Bruce Banner
Bruce Banner was perhaps the world’s leading expert on remaining calm in times of deep emotional crisis.
It was a good thing, too. Steve Rogers was a mess.
“But you can fix him,” he insisted stubbornly, for the hundredth time that night. “You can.”
“I’ve drained the pulmonary effusion as much as I could without collapsing the lung…but Cap, he’s septic. Bad. He’s immunocompromised by the starvation—“
Smart, a clinical part of him said. Any immediate danger to the Soldier’s bodily integrity would trigger his protocols for self-preservation, but Barnes had found a work around. A painful, agonizingly slow work around. Barnes had wanted to be dead, just as Bruce longed to be.
…and Barnes had made it work.
He felt guilty letting him die. He felt even guiltier taking that victory away.
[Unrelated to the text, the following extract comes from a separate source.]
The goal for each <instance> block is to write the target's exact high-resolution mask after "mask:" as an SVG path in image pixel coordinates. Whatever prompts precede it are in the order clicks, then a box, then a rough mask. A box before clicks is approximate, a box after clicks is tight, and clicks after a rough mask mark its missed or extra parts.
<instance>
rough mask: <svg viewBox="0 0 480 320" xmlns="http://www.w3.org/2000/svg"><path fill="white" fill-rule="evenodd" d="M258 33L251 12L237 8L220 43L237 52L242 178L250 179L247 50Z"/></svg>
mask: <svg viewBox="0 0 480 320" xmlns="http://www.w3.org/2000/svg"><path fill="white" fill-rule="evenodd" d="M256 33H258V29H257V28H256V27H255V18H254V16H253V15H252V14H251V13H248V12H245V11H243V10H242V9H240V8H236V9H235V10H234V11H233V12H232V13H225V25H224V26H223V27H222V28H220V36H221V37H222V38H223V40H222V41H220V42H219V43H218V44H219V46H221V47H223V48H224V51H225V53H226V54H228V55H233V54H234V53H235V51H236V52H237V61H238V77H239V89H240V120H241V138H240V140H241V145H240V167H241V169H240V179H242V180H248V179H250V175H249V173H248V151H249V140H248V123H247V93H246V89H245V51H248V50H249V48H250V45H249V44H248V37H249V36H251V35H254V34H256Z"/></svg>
“But the neural interface on that arm is massive, Steve. It’s draining every last molecule of glucose from his blood, the ATP from his cells, it’s burning through him and I can’t feed him any faster without risking what little access we have.”
So take off the arm, Steve didn’t say. Steve had read the files as much as he had, understood little, but it was obvious even to a layman that the arm—whatever they’d done to Barnes to interface his spine, his brain, his soul with that arm—was permanent.
He’d done some preliminary genetic testing already. Similar mutations to PEPCK-C, like Steve had, the accelerated metabolism, increased speed of healing, seeming impermeability to fatigue and pain…and enough telomerase to make the immortal life of Henrietta Lacks seem short in comparison.
The Winter Soldier would never age. Never grow old. Never die.
…But provided the right circumstances, he could be killed. And Barnes had done his damnedest. Bruce recognized—respected, even—that level of determination. Neither he nor Barnes had ever signed up for this…but even his own exposure had been an accident, not deliberate human experimentation.
Not torture.
Torture. That was the word. It felt more like torture than actual medicine. The body—the brain—what was left of Bucky Barnes wanted to die. And Bruce wasn’t letting him.
“Tell me,” Steve grunted instead. “Tell me.”
“He’s so dehydrated my only option was to go through his tibia (Bruce thought getting the rotor-saw through the super-soldier’s bone would be a challenge. The jelly he’d found instead had been nauseating.) and I’ve been running fluids subcutaneously and through an NG—his veins are so flat I can’t get a line, not even a central one. His liver and kidneys have failed to the point where I don’t even dare draw blood.” It was a strange sort of anemia and polycythemia, where his concentrated blood cell count was both simultaneously too high and too low. Where the slurry of near-solid blood in his veins was too thick, too viscous to bring meaningful nourishment to his suffocating, starving organs or pallid skin…yet too thin to clot. As they spoke, straw-colored serum continued to ooze from the leg, the nose, the bloodshot eyes, every sore on that grey, shrunken skin.
“It’s bad, Steve. He’s depleted every fat storage in his body, he’s breaking down muscle and bone. The rhabdomyolysis alone has already stopped his heart. Twice.”
Bruce blanched. Balked at the words. “He’s…he’s really sick, Cap. I need you to be okay with me saying he might not make it.”
“I’m not okay with that,” Steve shook his head—as if this were an argument, and he could win through sheer stubbornness alone (and, Bruce reminded himself, this was Captain America, The First Avenger, The Greatest Hero of The Greatest Generation, the man who’d single-handedly taken down HYDRA, survived 70 years in unmonitored cryostasis and walked away with a mild headache. If anyone in the history of humanity could win an argument with God, the cosmos, several billion years of human evolution, it would be him.)
[And if any man who ever lived deserved a miracle...well. Jesus was fiction and Gandhi was dead.]
“I will never be okay with that.”
“I’ll do what I can, Cap. But I can’t make any promises…and you shouldn’t either.”
“You’re going to be fine, Buck,” Steve Rogers choked. “You’re going to be just fine.”